CASTAGNETO CARDUCCI . Un network tutto italiano rivolto al turismo enogastronomico mondiale. È quanto promosso dall’imprenditore romano Franco Malenotti a partire dalla Wine Town e Museo del vino di Bolgheri. Inaugurata lo scorso giugno è situata all’interno di un’antica fattoria, il Casone Ugolino, ex proprietà della famiglia Della Gherardesca. Il “Musem”, Museo sensoriale e multimediale del vino si presenta come una esperienza sensoriale, un percorso emozionale attraverso la storia, dagli Etruschi, ai Romani, al Medioevo, all’Ottocento, fino ad arrivare ai giorni nostri, curato dal professor Attilio Scienza. Sono circa 10.000 le presenze registrate dall’apertura, di cui oltre 1.000 durante i giorni delle feste natalizie.

«Il progetto Wine town italiano – spiega Malenotti – l’unico nel nostro paese, sta prendendo sempre più forma e riscuote molto successo alle fiere del turismo a cui partecipiamo, presto andremo a Berlino. Grazie al grande lavoro di promozione stiamo coinvolgendo le agenzie internazionali di incoming e solo per il 2018 sono previsti altri 50.000 visitatori». Fanno parte del circuito oltre a Bolgheri, Wimu Barolo, Casa del Chianti Classico, quella in costruzione a Venezia, Cantine Lungarotti. Una sorta di percorso di conoscenza della cultura del vino nelle maggiori zone di produzione italiana.
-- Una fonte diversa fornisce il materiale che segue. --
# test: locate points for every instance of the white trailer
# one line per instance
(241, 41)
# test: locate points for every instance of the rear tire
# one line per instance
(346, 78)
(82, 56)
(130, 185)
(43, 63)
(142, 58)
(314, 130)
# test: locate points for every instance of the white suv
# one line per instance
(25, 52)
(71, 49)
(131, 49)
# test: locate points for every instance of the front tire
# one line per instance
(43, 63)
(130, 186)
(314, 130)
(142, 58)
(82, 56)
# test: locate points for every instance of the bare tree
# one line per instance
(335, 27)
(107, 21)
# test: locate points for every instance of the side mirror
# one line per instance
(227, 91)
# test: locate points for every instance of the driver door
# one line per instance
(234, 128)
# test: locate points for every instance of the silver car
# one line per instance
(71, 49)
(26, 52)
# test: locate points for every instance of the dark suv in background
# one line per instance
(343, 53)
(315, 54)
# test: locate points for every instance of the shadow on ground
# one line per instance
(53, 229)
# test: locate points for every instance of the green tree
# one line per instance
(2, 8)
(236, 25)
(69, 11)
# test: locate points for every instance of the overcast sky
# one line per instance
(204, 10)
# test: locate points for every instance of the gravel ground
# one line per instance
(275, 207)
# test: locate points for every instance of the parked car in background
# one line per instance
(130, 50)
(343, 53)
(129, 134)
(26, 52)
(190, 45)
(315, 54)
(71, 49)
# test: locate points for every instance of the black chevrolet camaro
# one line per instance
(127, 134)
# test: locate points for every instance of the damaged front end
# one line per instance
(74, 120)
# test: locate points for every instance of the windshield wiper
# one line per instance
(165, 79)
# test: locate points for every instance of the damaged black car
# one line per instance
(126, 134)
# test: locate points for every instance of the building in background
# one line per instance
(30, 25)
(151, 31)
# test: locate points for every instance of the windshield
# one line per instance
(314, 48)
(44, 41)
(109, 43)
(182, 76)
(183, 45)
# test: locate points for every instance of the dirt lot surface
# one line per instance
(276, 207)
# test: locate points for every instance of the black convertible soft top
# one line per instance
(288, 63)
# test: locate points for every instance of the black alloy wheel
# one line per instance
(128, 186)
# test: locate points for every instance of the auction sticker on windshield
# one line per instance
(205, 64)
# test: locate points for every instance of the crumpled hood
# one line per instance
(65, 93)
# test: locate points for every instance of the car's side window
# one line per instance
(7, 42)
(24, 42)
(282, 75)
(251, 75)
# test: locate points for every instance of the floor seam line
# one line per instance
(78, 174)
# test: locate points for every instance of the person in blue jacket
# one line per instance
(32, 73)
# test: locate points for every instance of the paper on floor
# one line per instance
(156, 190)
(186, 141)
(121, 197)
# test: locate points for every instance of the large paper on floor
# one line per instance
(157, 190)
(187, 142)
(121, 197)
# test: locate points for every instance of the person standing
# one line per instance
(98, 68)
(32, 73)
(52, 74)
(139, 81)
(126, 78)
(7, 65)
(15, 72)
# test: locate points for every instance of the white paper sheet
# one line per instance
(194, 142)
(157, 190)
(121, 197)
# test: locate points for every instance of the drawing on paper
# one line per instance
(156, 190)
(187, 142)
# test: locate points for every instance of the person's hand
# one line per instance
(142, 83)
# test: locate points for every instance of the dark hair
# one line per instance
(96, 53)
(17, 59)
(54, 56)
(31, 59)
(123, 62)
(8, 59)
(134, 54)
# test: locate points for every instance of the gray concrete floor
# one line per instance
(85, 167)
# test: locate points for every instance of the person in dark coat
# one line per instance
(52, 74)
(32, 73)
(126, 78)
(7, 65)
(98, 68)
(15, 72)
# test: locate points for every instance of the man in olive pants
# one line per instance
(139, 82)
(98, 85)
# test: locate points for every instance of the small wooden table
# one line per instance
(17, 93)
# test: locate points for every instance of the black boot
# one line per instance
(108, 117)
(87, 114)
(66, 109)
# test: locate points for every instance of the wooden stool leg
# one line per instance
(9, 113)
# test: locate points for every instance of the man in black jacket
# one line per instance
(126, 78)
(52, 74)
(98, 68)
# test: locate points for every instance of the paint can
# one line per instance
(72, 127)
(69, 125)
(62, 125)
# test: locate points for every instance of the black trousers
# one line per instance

«Le Wine town – continua Malenotti – vogliono promuovere la cultura del vino con eventi, corsi e scuole dedicate agli appassionati e specialmente ai giovani interessati a iniziare un’attività lavorativa nel settore. Oggi si presentano anche come grandi attrazioni turistiche, dedicate al pubblico di eccellenza del circuito enogastronomico». Che aggiunge: «Vere e proprie città dedicate al vino, alla sua cultura e alle sue lavorazioni e ai suoi produttori, che contribuiscono a valorizzare anche gli altri prodotti tipici ed enogastronomici del territorio e tutte le attività turistiche connesse, generando opportunità di lavoro e di sviluppo sostenibile».

Altri esempi nel mondo sono a Bordeaux con “La Cité Du Vin”, un parco a tema che offre uno spettacolare viaggio intorno al mondo del vino, attraversando trasversalmente età e culture differenti. Il Wimu in provincia di Cuneo, è stato aperto nel 2010 nel Castello comunale Falletti di Barolo, in cui un percorso di luci e suoni accompagna il visitatore fra le varie sale che raccontano il vino in ogni sua sfaccettatura.

In arrivo, in Veneto, la “Venice Wine Town” , ambizioso progetto in fase di realizzazione. E ancora in Portogallo con il grande “Museo do Vinho do Porto” all’interno di una costruzione del XVII secolo, sulla West coast degli Stati Uniti, in Napa Valley, si trova il Castello di Amorosa, il progetto seguito e curato da Dario Sattui, vinaio italo-americano di quarta generazione.
Altre grandi wine town si trovano in Messico, dove nel 2014 è stato inaugurato il “Museo de la vid y del vino”, e in Cina, sede dello straordinario “Yanging Grape Exhibition Garden”, avveniristica struttura progettata dallo studio fiorentino Archea.